Noted This Week
Bristol-Myers Squibb announced that the FDA approved the monoclonal antibody elotuzumab (Empliciti) in combination with pomalidomide and dexamethasone for patients with multiple myeloma who have received at least two prior therapies. The approval was based on the phase II ELOQUENT-3 trial, in which patients treated with the drug cocktail had a median progression-free survival of 10.3 months and an overall response rate (ORR) of 53%, compared with 4.7 months and 26% in patients who received pomalidomide and dexamethasone. Elotuzumab was previously approved for the same disease in combination with lenalidomide and dexamethasone.
The agency also granted an accelerated approval to the ALK inhibitor lorlatinib (Lorbrena; Pfizer) for patients with ALK-positive metastatic non–small cell lung cancer (NSCLC) whose disease worsens after other therapies. Approval was based on a phase I/II trial in which 215 patients had an ORR of 48% and an estimated median duration of response of 12.5 months; 89 patients with brain metastases had an ORR of 60%. This is the first FDA approval for lorlatinib.
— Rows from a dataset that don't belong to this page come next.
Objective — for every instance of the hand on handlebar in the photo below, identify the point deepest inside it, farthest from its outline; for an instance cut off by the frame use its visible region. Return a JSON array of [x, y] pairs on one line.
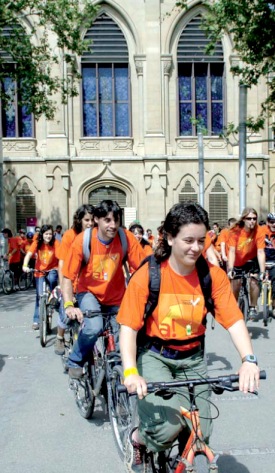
[[231, 274], [135, 383], [249, 375], [74, 313]]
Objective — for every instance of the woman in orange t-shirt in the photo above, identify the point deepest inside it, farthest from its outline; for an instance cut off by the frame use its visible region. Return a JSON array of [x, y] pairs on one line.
[[246, 242], [46, 248], [175, 331]]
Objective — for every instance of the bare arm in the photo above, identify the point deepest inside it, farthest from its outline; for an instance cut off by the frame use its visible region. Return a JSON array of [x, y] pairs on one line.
[[128, 348], [261, 259], [67, 292], [248, 372], [211, 255]]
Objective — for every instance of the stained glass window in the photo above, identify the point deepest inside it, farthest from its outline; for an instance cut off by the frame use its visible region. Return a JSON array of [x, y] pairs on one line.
[[201, 83], [17, 122], [106, 81]]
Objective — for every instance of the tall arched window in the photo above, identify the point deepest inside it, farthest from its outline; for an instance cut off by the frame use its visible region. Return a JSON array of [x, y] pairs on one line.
[[25, 206], [109, 193], [106, 81], [201, 80], [16, 120]]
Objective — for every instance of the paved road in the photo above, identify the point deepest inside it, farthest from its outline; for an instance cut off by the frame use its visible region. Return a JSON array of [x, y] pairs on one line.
[[41, 430]]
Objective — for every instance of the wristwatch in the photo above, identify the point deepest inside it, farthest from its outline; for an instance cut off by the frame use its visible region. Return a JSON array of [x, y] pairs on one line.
[[250, 359]]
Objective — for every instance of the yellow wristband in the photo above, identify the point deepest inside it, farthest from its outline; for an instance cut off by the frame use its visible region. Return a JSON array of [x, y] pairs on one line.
[[130, 371], [68, 304]]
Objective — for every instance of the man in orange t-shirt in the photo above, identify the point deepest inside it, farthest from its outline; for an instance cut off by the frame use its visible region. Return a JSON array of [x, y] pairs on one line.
[[100, 282], [246, 252], [173, 346]]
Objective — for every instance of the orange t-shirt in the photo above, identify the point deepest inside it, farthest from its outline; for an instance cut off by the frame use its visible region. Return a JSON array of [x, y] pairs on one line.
[[181, 303], [207, 243], [13, 244], [65, 244], [103, 275], [245, 244], [46, 256]]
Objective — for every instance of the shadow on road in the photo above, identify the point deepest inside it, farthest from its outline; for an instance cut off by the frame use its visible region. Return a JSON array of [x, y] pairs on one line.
[[2, 361], [229, 464]]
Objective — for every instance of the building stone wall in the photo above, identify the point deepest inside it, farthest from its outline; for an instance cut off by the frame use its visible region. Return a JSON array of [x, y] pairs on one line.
[[61, 167]]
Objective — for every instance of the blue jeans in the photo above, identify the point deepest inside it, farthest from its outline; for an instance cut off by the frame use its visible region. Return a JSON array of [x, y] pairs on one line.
[[91, 328], [53, 280]]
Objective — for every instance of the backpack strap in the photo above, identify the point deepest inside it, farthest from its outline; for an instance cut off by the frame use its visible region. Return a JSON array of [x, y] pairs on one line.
[[87, 244], [205, 283]]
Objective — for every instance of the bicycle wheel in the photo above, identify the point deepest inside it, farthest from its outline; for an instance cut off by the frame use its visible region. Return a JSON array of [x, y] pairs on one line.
[[8, 281], [83, 391], [244, 306], [202, 464], [43, 320], [120, 408], [25, 281], [266, 308]]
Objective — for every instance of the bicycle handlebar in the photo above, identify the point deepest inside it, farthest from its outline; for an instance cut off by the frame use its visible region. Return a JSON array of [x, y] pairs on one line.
[[222, 382]]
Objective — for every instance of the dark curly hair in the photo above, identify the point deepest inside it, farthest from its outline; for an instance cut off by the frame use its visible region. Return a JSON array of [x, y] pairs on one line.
[[44, 229], [179, 215], [79, 214]]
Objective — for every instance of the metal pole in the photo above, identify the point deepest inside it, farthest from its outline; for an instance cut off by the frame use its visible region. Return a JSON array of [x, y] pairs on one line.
[[242, 146], [201, 169]]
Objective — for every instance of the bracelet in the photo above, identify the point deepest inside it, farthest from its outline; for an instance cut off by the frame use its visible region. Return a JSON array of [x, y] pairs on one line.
[[130, 371], [68, 304]]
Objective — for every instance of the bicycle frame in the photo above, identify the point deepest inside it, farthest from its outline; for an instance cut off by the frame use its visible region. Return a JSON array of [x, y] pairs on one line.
[[185, 462]]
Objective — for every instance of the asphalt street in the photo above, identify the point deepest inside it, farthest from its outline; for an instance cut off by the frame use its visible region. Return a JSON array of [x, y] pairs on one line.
[[41, 430]]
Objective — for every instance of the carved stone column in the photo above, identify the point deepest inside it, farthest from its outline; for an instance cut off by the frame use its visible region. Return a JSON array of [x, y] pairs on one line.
[[139, 63], [166, 60]]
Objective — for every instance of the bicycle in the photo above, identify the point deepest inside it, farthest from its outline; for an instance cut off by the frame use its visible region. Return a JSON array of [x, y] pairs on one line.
[[25, 281], [266, 295], [7, 280], [102, 373], [46, 309], [195, 455]]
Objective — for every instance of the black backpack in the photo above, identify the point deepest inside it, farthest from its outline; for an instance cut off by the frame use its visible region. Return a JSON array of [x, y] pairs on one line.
[[154, 283]]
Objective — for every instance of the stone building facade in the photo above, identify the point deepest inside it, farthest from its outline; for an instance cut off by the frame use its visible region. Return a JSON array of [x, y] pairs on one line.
[[131, 135]]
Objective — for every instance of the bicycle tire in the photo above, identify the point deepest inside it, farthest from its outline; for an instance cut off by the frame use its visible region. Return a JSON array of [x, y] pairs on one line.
[[266, 309], [244, 306], [25, 281], [8, 282], [83, 391], [120, 410], [43, 321], [202, 464]]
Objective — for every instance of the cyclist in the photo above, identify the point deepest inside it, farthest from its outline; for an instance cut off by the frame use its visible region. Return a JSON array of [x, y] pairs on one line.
[[46, 247], [172, 348], [101, 282], [246, 252], [223, 239], [269, 233], [83, 218], [13, 255]]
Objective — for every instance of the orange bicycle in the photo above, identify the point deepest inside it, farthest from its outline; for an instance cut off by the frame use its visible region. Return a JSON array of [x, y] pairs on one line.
[[195, 456]]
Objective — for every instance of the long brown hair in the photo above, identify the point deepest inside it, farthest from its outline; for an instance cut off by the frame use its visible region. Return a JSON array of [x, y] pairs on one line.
[[240, 222]]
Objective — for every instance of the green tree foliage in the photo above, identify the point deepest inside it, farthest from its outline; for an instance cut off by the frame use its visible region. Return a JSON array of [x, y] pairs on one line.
[[29, 56], [252, 25]]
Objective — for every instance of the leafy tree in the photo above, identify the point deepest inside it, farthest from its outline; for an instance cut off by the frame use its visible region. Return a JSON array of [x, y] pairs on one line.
[[251, 24], [29, 56]]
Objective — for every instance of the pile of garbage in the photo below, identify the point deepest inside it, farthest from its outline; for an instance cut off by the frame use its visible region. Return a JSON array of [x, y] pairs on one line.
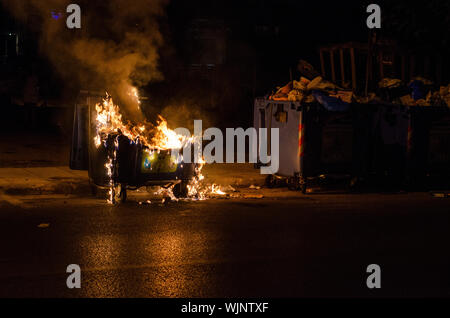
[[318, 89], [418, 92]]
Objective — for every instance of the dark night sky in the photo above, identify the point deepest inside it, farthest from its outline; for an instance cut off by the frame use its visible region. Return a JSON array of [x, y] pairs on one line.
[[294, 30]]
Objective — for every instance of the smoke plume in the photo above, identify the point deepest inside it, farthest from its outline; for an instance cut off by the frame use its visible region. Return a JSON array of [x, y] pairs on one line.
[[115, 49]]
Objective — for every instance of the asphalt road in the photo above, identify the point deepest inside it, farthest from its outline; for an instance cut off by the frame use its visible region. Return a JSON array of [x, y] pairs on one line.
[[295, 246]]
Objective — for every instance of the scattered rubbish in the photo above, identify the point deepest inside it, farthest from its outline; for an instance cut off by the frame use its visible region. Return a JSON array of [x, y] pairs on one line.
[[418, 92], [253, 196], [230, 189]]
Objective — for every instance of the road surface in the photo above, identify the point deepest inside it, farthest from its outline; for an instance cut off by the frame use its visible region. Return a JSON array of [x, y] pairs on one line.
[[316, 245]]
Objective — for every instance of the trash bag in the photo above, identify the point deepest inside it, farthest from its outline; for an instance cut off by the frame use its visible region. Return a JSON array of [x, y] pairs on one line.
[[330, 103], [319, 83]]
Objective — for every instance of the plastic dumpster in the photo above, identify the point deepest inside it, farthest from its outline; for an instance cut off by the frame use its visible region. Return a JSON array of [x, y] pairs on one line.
[[315, 141], [388, 162], [132, 164], [428, 147], [260, 119]]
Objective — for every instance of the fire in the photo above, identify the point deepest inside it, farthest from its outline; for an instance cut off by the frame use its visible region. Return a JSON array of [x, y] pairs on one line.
[[109, 120], [156, 137]]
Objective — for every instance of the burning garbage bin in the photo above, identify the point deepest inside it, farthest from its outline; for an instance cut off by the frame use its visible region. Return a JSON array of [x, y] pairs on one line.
[[120, 160]]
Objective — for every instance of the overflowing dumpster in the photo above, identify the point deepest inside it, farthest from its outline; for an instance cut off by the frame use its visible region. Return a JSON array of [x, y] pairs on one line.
[[397, 145], [315, 141]]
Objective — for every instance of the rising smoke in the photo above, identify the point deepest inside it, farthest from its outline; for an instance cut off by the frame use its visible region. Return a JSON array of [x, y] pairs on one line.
[[115, 49]]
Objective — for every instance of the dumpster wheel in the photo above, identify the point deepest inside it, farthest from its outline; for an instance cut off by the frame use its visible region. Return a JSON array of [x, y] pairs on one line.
[[180, 190], [270, 181], [119, 194]]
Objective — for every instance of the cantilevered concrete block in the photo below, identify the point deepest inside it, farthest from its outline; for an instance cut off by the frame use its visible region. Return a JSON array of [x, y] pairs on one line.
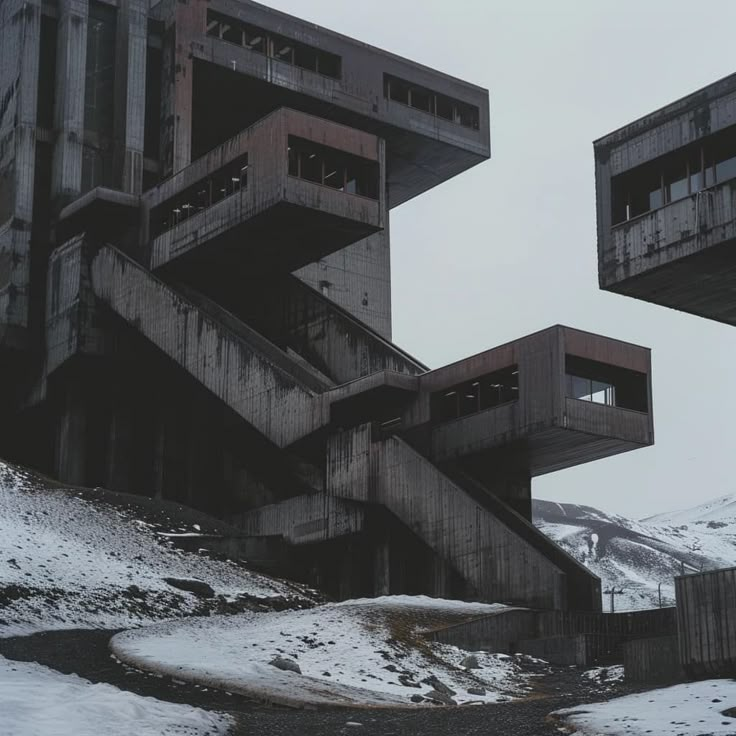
[[666, 191]]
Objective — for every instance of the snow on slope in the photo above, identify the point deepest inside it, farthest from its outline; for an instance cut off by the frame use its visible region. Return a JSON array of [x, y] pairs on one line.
[[692, 709], [364, 652], [36, 701], [66, 562], [639, 555]]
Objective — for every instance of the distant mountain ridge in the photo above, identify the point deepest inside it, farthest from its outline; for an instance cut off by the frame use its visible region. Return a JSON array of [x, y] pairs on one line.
[[638, 556]]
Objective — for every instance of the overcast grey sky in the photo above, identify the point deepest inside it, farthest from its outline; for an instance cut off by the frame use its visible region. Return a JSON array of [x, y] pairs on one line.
[[509, 247]]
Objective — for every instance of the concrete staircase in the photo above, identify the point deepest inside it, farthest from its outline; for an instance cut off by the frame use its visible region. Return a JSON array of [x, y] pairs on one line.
[[272, 392]]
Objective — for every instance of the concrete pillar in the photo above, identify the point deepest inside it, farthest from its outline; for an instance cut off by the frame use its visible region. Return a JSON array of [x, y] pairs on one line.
[[71, 437], [121, 441], [185, 21], [20, 30], [25, 146], [71, 60], [130, 97], [440, 581]]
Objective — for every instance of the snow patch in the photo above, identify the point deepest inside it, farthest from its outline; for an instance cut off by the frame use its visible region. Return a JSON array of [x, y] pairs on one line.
[[367, 652], [692, 709], [36, 701]]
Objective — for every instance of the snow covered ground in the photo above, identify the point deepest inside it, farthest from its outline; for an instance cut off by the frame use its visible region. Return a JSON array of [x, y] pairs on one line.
[[36, 701], [66, 562], [692, 709], [638, 556], [367, 652]]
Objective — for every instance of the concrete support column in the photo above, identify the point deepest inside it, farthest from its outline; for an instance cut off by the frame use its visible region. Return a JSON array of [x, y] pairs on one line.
[[130, 113], [25, 143], [71, 438], [20, 30], [71, 60], [382, 568], [440, 581], [121, 441], [185, 20]]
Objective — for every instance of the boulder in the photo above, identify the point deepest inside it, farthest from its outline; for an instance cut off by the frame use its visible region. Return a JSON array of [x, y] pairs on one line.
[[288, 665], [437, 684], [437, 697], [200, 589]]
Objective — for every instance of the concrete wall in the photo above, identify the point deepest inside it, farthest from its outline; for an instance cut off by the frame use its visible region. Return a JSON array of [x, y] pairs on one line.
[[20, 30], [266, 143], [358, 279], [498, 565], [424, 149], [706, 616], [304, 519], [265, 396], [640, 256], [654, 661]]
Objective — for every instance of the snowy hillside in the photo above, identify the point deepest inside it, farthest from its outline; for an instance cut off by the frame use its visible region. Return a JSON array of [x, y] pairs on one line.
[[639, 555], [67, 561]]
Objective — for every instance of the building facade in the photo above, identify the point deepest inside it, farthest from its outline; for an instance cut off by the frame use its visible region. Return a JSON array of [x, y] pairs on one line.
[[195, 300], [666, 191]]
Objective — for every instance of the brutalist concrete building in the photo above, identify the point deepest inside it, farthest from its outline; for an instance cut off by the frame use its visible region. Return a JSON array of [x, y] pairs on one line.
[[666, 189], [195, 300]]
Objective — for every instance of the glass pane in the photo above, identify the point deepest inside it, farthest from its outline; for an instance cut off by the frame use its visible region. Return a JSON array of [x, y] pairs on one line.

Coherus BioSciences announced that the FDA approved pegfilgrastim-cbqv (Udenyca), a biosimilar of pegfilgrastim (Neulasta; Amgen). The drug decreases the risk of infection in patients with nonmyeloid cancer who are receiving chemotherapy and have febrile neutropenia. The agency approved pegfilgrastim-jmdb (Fulphila; Mylan), the first biosimilar of pegfilgrastim, in June.
Novartis announced that it will no longer pursue FDA approval of GP2013, a biosimilar of rituximab (Rituxan; Genentech). The decision comes after the FDA declined to approve the CD20 inhibitor in May without additional information. The drug has been approved by the European Commission and in Switzerland, Japan, New Zealand, and Australia for certain forms of non-Hodgkin lymphoma, chronic lymphocytic leukemia, and various immune diseases.
Global melanoma mortality rates are increasing among men but steady or decreasing among women, according to findings presented at the 2018 National Cancer Research Institute Cancer Conference in Glasgow, UK. Researchers analyzed 3-year average death rates in 33 countries between 1985 and 2015 and found that more men than women died from melanoma in all of the countries; In 32 countries, the mortality rate for men increased.
Janssen agreed to pay Yuhan $50 million up-front for the EGFR inhibitor lazertinib in a deal that could earn the South Korea–based company up to $1.25 billion in milestone payments. The drug is being developed as a therapy for EGFR-mutated NSCLC, and it may shrink metastases in the brain. Janssen and Yuhan will collaborate on trials testing lazertinib alone and in combination with other therapies.
Illumina will acquire Pacific Biosciences for $1.2 billion. With the deal, Illumina will add PacBio’s long-read sequencing technology to its own short-read sequencing platforms. The acquisition will also broaden Illumina’s portfolio to include de novo assembly of plant and animal genomes, functional genomics, tissue transplantation, and pharmacogenomics.